Obama has said he would send troops now scheduled to remain in Iraq  
until next summer to Afghanistan as an urgent priority, whereas McCain  
has not said when or how he would increase the troop level.

Such a US troop increase is exactly what the British fear, however.  
The British ambassador in Afghanistan, Sir Sherard Cowper-Coles, was  
quoted in a diplomatic cable leaked to the French investigative  
magazine Le Canard Enchaine last week as telling the French deputy  
ambassador that the US presidential candidates "must be dissuaded from  
getting further bogged down in Afghanistan".

In the French diplomatic report of the September 2 conversation,  
Cowper-Coles is reported as saying that an increase in foreign troop  
strength in Afghanistan would only exacerbate the overall political  
problem in Afghanistan.

The report has the ambassador saying that such an increase "would  
identify us even more strongly as an occupation force and would  
multiply the targets" for the insurgents.

Cowper-Coles is quoted as saying foreign forces are the "lifeline"of  
the Afghan regime and that additional forces would "slow down and  
complicate a possible emergence from the crisis".

In an obvious reference to the intention to rely on higher levels of  
military force, Cowper-Coles said US strategy in Afghanistan "is  
destined to fail".

Cowper-Coles is reported to have put much of the blame for the  
deterioration of the situation in Afghanistan on the Karzai  
government. "The security situation is getting worse,"the report  
quoted him as saying. "So is corruption, and the government had lost  
all trust."

The report makes it clear that the British want to withdraw all their  
troops from Afghanistan within five to 10 years. Cowper-Coles is said  
to have suggested that the only way to do so is through the emergence  
of what he called an "acceptable dictator".

The British foreign office has denied that the report reflected the  
policy of the government itself. Nevertheless, statements by Brigadier  
Carleton-Smith, the senior British commander in Afghanistan, last  
week, underlined the gulf between US and British views on Afghanistan.

"We're not going to win this war," said Carleton-Smith, according to  
The Sunday Times of London on September 28. Carleton-Smith, commander  
of an air assault brigade, has completed two tours in Afghanistan. He  
suggested that foreign troops would and should leave Afghanistan  
without having defeated the insurgency. "We may leave with there still  
being a low but steady ebb of rural insurgency," he said.

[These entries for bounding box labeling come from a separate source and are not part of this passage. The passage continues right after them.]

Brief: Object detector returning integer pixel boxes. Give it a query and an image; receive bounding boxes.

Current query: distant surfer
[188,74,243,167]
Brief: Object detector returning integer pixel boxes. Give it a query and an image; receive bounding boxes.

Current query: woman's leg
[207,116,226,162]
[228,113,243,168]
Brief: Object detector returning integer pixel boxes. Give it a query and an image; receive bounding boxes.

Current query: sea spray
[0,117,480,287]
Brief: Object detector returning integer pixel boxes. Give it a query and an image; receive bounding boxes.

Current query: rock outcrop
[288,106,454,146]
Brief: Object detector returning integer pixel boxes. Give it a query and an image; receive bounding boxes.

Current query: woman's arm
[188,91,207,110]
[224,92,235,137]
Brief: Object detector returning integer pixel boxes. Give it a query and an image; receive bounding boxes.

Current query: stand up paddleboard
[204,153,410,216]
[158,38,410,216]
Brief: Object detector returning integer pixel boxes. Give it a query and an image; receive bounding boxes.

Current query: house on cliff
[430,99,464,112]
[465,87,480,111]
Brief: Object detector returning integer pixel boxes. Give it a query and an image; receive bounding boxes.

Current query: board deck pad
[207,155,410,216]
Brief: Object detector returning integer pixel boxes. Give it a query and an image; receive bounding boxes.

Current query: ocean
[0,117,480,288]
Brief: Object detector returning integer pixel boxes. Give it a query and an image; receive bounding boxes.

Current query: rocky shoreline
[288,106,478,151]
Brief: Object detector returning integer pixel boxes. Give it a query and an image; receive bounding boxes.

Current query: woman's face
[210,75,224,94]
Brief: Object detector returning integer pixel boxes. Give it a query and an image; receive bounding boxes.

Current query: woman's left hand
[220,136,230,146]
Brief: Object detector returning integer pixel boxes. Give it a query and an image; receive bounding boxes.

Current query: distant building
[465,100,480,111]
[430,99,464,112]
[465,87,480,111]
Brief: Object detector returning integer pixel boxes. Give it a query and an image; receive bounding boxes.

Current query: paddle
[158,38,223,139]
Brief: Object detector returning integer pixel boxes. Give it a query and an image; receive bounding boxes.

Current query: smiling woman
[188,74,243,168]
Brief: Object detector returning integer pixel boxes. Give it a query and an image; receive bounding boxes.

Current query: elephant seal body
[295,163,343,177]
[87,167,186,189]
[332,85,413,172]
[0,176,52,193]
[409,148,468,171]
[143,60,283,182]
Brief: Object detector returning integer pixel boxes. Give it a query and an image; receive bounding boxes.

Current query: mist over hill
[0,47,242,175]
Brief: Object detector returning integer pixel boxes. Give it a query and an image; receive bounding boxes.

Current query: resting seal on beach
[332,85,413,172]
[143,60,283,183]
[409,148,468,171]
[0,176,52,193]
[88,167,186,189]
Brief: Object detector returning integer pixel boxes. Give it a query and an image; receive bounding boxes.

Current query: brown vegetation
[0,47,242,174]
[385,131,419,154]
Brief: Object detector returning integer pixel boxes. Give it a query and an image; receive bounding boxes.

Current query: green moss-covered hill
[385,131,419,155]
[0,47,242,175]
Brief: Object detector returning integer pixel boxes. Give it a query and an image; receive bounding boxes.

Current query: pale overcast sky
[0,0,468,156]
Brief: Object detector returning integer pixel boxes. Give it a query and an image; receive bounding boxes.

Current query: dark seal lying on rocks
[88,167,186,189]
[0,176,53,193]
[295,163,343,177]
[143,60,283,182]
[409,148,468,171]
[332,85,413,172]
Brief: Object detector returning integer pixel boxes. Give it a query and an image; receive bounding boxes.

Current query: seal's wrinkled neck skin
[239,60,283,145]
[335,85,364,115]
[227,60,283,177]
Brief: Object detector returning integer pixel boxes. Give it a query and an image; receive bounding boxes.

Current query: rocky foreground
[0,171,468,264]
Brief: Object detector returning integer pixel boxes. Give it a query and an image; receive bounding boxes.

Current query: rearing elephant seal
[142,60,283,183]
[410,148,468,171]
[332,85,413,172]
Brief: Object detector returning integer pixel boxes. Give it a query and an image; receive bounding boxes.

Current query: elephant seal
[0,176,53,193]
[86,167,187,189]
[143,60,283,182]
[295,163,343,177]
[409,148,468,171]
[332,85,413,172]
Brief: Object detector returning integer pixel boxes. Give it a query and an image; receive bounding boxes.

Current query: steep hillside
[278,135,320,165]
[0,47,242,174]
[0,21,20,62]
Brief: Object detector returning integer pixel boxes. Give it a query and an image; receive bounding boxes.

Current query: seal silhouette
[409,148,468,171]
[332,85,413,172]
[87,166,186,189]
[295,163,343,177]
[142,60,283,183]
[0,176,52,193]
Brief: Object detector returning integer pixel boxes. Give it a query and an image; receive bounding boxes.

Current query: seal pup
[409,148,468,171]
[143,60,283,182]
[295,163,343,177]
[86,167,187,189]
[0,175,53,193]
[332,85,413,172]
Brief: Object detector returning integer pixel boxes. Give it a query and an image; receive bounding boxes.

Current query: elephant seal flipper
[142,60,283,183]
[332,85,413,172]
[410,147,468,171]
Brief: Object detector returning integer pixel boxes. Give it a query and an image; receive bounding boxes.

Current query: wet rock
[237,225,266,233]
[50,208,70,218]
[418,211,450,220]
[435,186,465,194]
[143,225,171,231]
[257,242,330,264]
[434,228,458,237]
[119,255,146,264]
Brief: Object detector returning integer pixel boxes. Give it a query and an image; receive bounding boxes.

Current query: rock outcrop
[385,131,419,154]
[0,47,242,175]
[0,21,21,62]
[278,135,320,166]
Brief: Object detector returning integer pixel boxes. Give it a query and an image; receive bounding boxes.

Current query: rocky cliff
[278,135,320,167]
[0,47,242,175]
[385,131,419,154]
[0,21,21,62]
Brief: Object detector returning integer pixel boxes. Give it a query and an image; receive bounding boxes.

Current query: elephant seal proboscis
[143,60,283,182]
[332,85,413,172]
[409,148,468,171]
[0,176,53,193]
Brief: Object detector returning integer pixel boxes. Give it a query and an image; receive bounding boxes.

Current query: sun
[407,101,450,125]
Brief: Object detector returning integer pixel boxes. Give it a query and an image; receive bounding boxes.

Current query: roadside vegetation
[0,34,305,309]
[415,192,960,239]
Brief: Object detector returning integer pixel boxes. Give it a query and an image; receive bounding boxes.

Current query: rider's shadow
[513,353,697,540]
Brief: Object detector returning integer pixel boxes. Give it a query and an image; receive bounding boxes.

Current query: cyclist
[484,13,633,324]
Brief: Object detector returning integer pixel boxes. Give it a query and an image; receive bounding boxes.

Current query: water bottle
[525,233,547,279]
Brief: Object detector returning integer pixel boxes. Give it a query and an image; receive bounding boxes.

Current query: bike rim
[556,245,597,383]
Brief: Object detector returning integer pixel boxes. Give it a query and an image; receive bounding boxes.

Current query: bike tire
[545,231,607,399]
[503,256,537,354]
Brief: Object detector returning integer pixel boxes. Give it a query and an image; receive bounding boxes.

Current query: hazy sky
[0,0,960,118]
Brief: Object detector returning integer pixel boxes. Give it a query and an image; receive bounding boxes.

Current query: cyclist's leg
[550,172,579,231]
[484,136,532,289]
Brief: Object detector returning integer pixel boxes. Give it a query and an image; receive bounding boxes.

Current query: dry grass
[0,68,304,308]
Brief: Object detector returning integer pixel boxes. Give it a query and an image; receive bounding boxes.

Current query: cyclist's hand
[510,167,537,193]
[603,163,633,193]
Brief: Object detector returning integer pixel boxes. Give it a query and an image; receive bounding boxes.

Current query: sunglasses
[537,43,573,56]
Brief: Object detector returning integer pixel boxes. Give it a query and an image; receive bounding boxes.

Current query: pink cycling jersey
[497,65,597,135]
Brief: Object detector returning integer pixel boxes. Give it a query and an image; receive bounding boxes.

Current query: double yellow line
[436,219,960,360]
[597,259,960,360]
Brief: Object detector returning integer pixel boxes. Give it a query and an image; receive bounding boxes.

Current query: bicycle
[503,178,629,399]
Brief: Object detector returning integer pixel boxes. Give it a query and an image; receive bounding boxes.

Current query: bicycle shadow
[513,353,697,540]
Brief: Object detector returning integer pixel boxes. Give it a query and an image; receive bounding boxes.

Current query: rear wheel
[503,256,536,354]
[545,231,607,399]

Like Cowper-Coles, Carleton-Smith suggested that the real problem for  
the coalition was not military but political. "This struggle is more  
down to the credibility of the Afghan government than the threat from  
the Taliban," he said.

When Gordon Brown replaced Tony Blair as British prime minister in  
June 2007, British officials concluded that the Taliban were too  
deeply rooted to be defeated militarily, according to a report in The  
Guardian last October. The Brown government decided to pursue a  
strategy of courting "moderate" Taliban leaders and fighters who were  
believed to be motivated more by tribal obligation than jihadi ideology.

That idea was in line with US strategy. Now, however, both Karzai and  
the British have moved beyond that to a policy of negotiating directly  
and officially with the Taliban. For the British it appears to be part  
of an exit strategy that is not shared by Washington.

Defense Secretary Gates responded to Carleton-Smith's remarks Tuesday  
by reiterating the official US view that additional forces are needed  
in Afghanistan and implying that the British's officer's views are  
"defeatist". Gates said there "certainly is no reason to be defeatist  
or to underestimate the opportunity to be successful in the long run".

Gareth Porter is an investigative historian and journalist  
specializing in US national security policy. The paperback edition of  
his latest book, Perils of Dominance: Imbalance of Power and the Road  
to War in Vietnam,was published in 2006.